Enterprise IT is on the verge of a revolution, adopting hyper-scale and cloud methodologies such as Micro-services, DevOps and Cloud-Native. As you might expect the immediate reaction is to try and apply the same infrastructure, practices and vendor solutions to the new world, but many solutions and practices are becoming irrelevant, SAN/VSAN and NAS among others.
Read my previous blog post for background on Cloud-Native, or this nice post from an eBay expert.
In the new paradigms we develop software the way cloud vendors do:
- We assume everything can break
- Services need to be elastic
- Features are constantly added in an agile way
- There is no notion of downtime
The way to achieve this nirvana is to use small stateless, elastic and versioned micro-services deployed in lightweight VMs or Docker containers. When we need to scale we add more micro-service instances. When we need to upgrade, DevOps guys replace the micro-service version on the fly and declare its dependencies. If things break the overall service is not interrupted. The data and state of the application services are stored in a set of “persistent” services (Which will be elaborated on later), and those have unique attributes such as Atomicity, Concurrency, Elasticity, etc. specifically targeting the new model.
If we contrast this new model with current Enterprise IT: Today, application state is stored in Virtual Disks. This means we have to have complex and labor intensive provisioning tools to build it, snapshot, and backup. Storage updates are not atomic so we invented “consistent snapshot” which doesn’t always work. We don’t distinguish between shared OS/application files and data, so we must dedup all the overlap. Today the storage layer is not aware of the data semantics, so we deploy complex caching solutions, or just go for expensive All-Flash or In-Memory solution – why be bothered with app specific performance tuning?
Managing Data in a Stateless World
Now that we understand the basic notion that everything can and will break, we have to adopt several key data storage paradigms:
- All data updates must be atomic and to a shared persistency layer. We cannot have temporary dirty caches, cannot use local logs, cannot do partial updates to files, or maintain local journals in the micro-service. Micro-services are disposable!
- Data access must be concurrent (asynchronous). Multiple micro-services can read/update the same data repository in parallel. Updates should be serialized, no blocking or locking or exclusivity is allowed. This allows us to adjust the number of service instances according to demand.
- Data layer must be elastic and durable – we need to support constant data growth or model changes without any disruption to the service. Failures to data nodes should not lead to data loss.
- Everything needs to be versioned to detect and avoid inconsistencies.
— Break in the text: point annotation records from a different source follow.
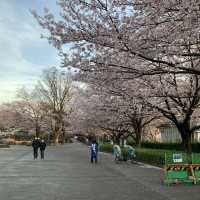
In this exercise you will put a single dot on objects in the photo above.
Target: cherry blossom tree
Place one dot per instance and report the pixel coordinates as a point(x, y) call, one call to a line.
point(55, 91)
point(155, 44)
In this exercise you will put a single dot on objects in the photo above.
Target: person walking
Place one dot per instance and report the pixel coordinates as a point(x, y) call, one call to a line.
point(94, 151)
point(42, 148)
point(35, 145)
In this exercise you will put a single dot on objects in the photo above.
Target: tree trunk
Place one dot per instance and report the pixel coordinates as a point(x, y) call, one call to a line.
point(138, 136)
point(63, 133)
point(116, 140)
point(185, 132)
point(37, 130)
You can notice that Enterprise NAS, POSIX semantics and not to mention SAN/VSAN solutions do not comply with the above requirements, and specifically with Atomicity, Concurrency, and Versioning. This can explain why Hyper-Scale Cloud vendors don’t widely use SAN or NAS internally.
With Cloud-Native Apps services like Object Storage, Key/Value, Message Queues, Log Streams are used to make the different types of data items persistent. Disk images may still exist to store small stateless application binaries (like Docker does), those would be generated automatically by the build and CI/CD systems and don’t need to be backed up.
Data items and files are backed up in the object storage, which have built-in versioning, cloud tiering, extensible and searchable metadata. No need for separate backup tools and processes or complex integrations, and no need to decipher VMDK (virtual disk) image snapshots to get to a specific file version since data is stored and indexed in its native and most granular form.
Unlike traditional file storage Cloud-Native data services have atomic and stateless semantics such as Put (to save an object/record), Get (to retrieve an object or record by key and version), List/select (to retrieve a bunch of objects or records matching the query statement and relevant version), exec (to execute a DB side procedure atomically).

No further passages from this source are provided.